Endülüs, Horasan ve Bağdat’taki Beytül-hikme çalışmaları, bir İslam Rönesansı’nın dışında bir şey değildi. Bu çalışmaların temelinde, kadim-geçmiş bilgiyi ve diğerlerini sağlam bir anlayışla anlama çabası vardı. Finansal destekleyiciler olarak otonom prensler ve bu çalışmaların yükünü çeken gayri Müslim, Pagan, Yahudi ve Süryani aydınlar bulunmaktaydı. İlk adımlar, kadim dillerdeki tercüme işlemleriyle atıldı ve tüm kadim bilgi, kutsal kitap inanç doktrinleri doğrultusunda yorumlandı ve kodifiye edildi. Bilgiye ulaşma süreci dogmalardan ayrılarak sekülerleştirildi. Bugün olası bir İslam Rönesansı için vazgeçilmez olan şey, kutsal metinlerin anlaşılmasında diğer kutsal metinlere ve antik deneyimlere saygılı bir bakış açısı gereğidir. Ancak her kadim bilgi veya deneyim, son kutsal metinle bir araya geldiğinde tamamlayıcı bir anlam ifade edebilecektir.
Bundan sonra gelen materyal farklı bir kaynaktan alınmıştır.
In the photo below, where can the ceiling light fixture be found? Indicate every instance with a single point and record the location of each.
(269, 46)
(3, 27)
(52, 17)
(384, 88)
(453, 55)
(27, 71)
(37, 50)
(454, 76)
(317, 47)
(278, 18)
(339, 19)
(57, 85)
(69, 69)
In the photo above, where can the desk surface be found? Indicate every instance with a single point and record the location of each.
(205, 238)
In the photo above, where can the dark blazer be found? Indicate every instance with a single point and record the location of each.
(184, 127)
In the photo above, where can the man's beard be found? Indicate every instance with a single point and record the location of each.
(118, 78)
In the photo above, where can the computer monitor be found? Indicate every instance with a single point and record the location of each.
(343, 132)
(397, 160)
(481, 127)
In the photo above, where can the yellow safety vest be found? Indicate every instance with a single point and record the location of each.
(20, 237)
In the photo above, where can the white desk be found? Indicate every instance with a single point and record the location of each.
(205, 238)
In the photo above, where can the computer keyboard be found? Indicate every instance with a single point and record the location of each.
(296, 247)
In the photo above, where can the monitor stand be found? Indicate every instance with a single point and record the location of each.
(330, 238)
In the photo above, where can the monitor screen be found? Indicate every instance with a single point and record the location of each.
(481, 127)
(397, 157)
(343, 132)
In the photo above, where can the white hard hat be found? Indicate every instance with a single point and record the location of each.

Ötekine kapalı, sadece bedevi çöllerine ve sınırlı tarihe hapsedilmiş Kur’an anlayışından, ancak radikal köy İŞİD veya köy medreseleri gibi sonuçlar çıkabilir. Bir kutsal metnin anlaşılmasının diğer önemli gerekliliklerinden biri de hermetik veya irfani bir bakış açısının varlığıdır. İslam dünyasında zahiri-batıni nitelikteki çift kanatlı alimlerin yetişebilmesi, ancak yeni oluşturulacak bir Rönesans’ın veya Endülüs’ün kuluçka alanlarında mümkün olabilir.
Bugün her ne olursa olsun, yukarıdaki örnekler göz önünde bulundurulduğunda İslam düşüncesinin kendi Rönesans’ına, tekrar yeniden doğuşuna ihtiyacı olduğu açıktır. Batı Rönesansı, tüm dünyanın sanat, edebiyat, siyaset ve bilim anlayışını değiştirdiği gibi, ikinci bir İslam Rönesansı da tüm insanlığın kadim geçmişine bir pencere açmalı ve İslam dünyasını bu sefaletten kurtarmalıdır.
Kendi içimizdeki kötüyü fark etmeden, maalesef iyiye dönüşüm sağlanamaz. Post-modern dönemde kendi doğasına yabancılaşmış insanlığın, yeniden doğmuş bir İslam’a Müslümanlar kadar ihtiyacı olduğu açıktır.